Андрей почувствовал укол раздражения, смешанного с чувством бессилия. Он словно бился о невидимую стену из метафор и философских отсылок. Он решил пойти ва-банк.

–Кто вы? – спросил он почти шепотом, но настойчиво, глядя ей прямо в глаза, пытаясь пробиться сквозь ее отстраненность. – Лика?

Он произнес имя, которое сам ей дал, наблюдая за реакцией. Она не вздрогнула, но ее взгляд на мгновение сфокусировался на нем, стал более пронзительным. Пауза затянулась. Казалось, она решает, стоит ли отвечать, и если да, то как.

Долгое мгновение она просто смотрела на него, и ему показалось, что он видит в глубине ее темных глаз что-то похожее на печаль или усталость. Но это было мимолетно. Затем она медленно перевела взгляд на раскрытую книгу Деррида перед ней, провела пальцем по строчке французского текста.

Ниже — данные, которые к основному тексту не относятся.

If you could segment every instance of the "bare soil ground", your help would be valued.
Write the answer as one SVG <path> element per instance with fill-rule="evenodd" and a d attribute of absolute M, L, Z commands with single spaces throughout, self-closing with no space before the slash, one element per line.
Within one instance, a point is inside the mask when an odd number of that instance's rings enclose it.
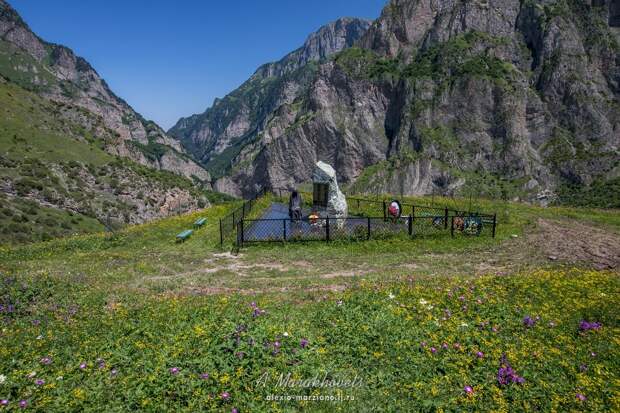
<path fill-rule="evenodd" d="M 531 238 L 551 259 L 591 263 L 599 270 L 620 268 L 620 235 L 577 221 L 538 220 Z"/>

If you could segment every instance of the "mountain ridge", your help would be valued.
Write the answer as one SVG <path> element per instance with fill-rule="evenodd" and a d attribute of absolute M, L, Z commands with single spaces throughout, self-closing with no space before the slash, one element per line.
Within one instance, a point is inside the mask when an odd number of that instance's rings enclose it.
<path fill-rule="evenodd" d="M 101 116 L 104 127 L 101 134 L 111 132 L 107 148 L 110 153 L 188 178 L 193 175 L 206 182 L 210 180 L 206 171 L 183 153 L 176 140 L 118 97 L 86 59 L 67 46 L 41 39 L 5 0 L 0 0 L 0 39 L 7 43 L 5 49 L 11 45 L 19 49 L 6 51 L 7 54 L 19 55 L 23 51 L 27 56 L 19 56 L 21 60 L 27 60 L 28 56 L 34 59 L 11 71 L 14 77 L 23 79 L 17 82 L 20 86 Z M 167 150 L 159 159 L 149 159 L 140 146 L 149 144 L 163 145 Z"/>
<path fill-rule="evenodd" d="M 354 47 L 289 83 L 294 99 L 270 96 L 283 104 L 263 129 L 197 158 L 230 151 L 214 185 L 238 195 L 307 182 L 317 160 L 360 192 L 551 202 L 604 186 L 620 176 L 613 21 L 604 0 L 392 0 Z"/>
<path fill-rule="evenodd" d="M 248 134 L 262 130 L 269 114 L 284 103 L 292 103 L 298 89 L 310 82 L 316 62 L 351 46 L 369 26 L 368 20 L 350 17 L 322 26 L 310 34 L 301 47 L 277 62 L 261 65 L 235 91 L 216 99 L 202 114 L 181 118 L 168 133 L 209 166 L 206 152 L 222 155 L 225 149 L 239 144 Z M 257 90 L 259 92 L 255 93 Z M 238 101 L 244 104 L 236 105 Z M 221 118 L 230 119 L 236 126 L 222 127 Z M 216 162 L 213 168 L 216 175 L 220 163 Z"/>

–Я – та, кто читает между строк», – сказала она тихо, но отчетливо. – Как и вы.

Она снова подняла на него глаза, и в них опять появилась та легкая, неуловимая ирония.

–Вы переводите тексты, пытаетесь найти точный смысл, перенести его из одного языка в другой. А я… я читаю пробелы. Паузы. То, что стерто. То, что не сказано.– Она кивнула на свои шрамы, сначала на запястье, потом едва заметно коснулась пальцами шеи под красным шарфом. – Знаки препинания в тексте реальности.

Снова уклончивый ответ. Метафора вместо факта. Она не назвала своего имени, не объяснила своей природы. Она определила себя через процесс, через отношение к тексту, к знакам, к нему самому. Она мастерски избегала любой конкретики, любой возможности «схватить» ее, определить, зафиксировать. Она оставалась чистым следом, подвижным знаком, постоянно ускользающим от окончательного значения. Андрей понял, что прямых ответов он, скорее всего, не получит. С ней придется играть по ее правилам.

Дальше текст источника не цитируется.